Why does our IT dept suddenly think Win7 Home is insecure campared with Pro?
My boss has a netbook with Win7 Home on it which he won somewhere. Someone at our factory MIS/IT dept. originally set up with the SonicWall VPN client to be able to connect to our factory network (1700 miles away). Suddenly that person thought that Win7 Home was insecure and that he had to have Win7 Pro but, didn't say why (we never did anything about that). He also thought that Firefox was insecure for some reason and removed it from a friend's computer at our factory, when she needed it to work with a website of a major credit card company that would not work properly with the older Internet Explorer in WinXP. That person left our company since then.
More recently we changed from using the Sonic Wall VPN client to using Dell NetExtender (Dell bought SonicWall). My boss' Outlook (to Exchange server) worked fine with the SonicWall VPN client, but with NetExtender Outlook kept disconnecting/reconnecting, so it would take awhile before it could connect long enough to download mail and sometimes could not send mail. There are no other problems on NetExtender and even Outlook works fine on our office network connected with SonicWall VPN hardware to our factory network.
I connected TeamViewer, so our factory could diagnose the Outlook NetExtender issue, and the only answer from someone who has been there much longer was that we could not use Win7 Home, that it needed Pro.
In remote offices we do not have to log into a Windows domain. And to get on to any factory Windows computers someone would have to know a computer name and path along with username/password (WINS is no longer propagated to remote offices, so we cannot search for factory computers). So in that light, what makes Win7 Home so insecure and unacceptable compared with Win7 Pro, when if someone got unauthorized access to a computer it would actually be more difficult for someone not logged into the domain who would need to know path/username/password to access factory computers, than someone with automatic domain credentials? In other words what makes Pro more secure than Home Windows versions when not on a domain?
If you want to access the file system of another computer on the network (which we do not normally do unless downloading an app) doesn't that need to send your username/password, just transparently instead of manually? Otherwise the only server which we can select whether we use our PC login automatically or something else manually is Syteline for order entry and processing. Everything else, Exchange e-mail, Sharepoint web server, or Document Retrieval web server, have username/password entered manually, at least originally, even if saved. So I do not understand Fred's answer, if username/passwords are sent to access servers whether on a domain or not.
- MLv 77 years ago
With Windows 7 Professional, you can be joined to a domain. With Windows 7 Home Premium, you cannot. That's the only reason I can think of for their preference for Windows 7 Pro.
- 7 years ago
The home version give you good networking support in a small network, So it was chosen, i think
- Anonymous7 years ago
Anyone who uses the home version for an office network needs their heads examined.

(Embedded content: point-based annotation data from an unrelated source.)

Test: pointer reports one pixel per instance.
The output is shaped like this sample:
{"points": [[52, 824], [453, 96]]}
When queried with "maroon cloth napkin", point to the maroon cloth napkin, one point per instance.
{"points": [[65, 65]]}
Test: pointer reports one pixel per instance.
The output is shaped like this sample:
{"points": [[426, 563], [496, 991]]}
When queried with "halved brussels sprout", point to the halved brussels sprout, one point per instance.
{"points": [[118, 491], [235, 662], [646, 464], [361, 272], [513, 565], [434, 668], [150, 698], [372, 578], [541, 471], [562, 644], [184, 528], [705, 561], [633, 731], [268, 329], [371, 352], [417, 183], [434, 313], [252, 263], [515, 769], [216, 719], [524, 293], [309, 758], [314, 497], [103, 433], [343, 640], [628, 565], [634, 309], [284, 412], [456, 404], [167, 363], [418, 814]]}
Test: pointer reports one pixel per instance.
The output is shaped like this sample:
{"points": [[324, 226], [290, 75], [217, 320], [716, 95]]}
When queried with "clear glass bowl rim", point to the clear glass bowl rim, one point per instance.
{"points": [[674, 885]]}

It has VERY poor network support, and is insecure on a lot of ways. And anyone gaining access to the network does NOT need a path and user name /password. If they get that far they can get every details of the network and can easily get further. And you should have ALL the machines on a domain, that increases security by about 50 % as it no longer needs network packets containing user names and passwords to be sent all round the network. Microsoft OS is insecure enough without making a present of Home versions to the hackers.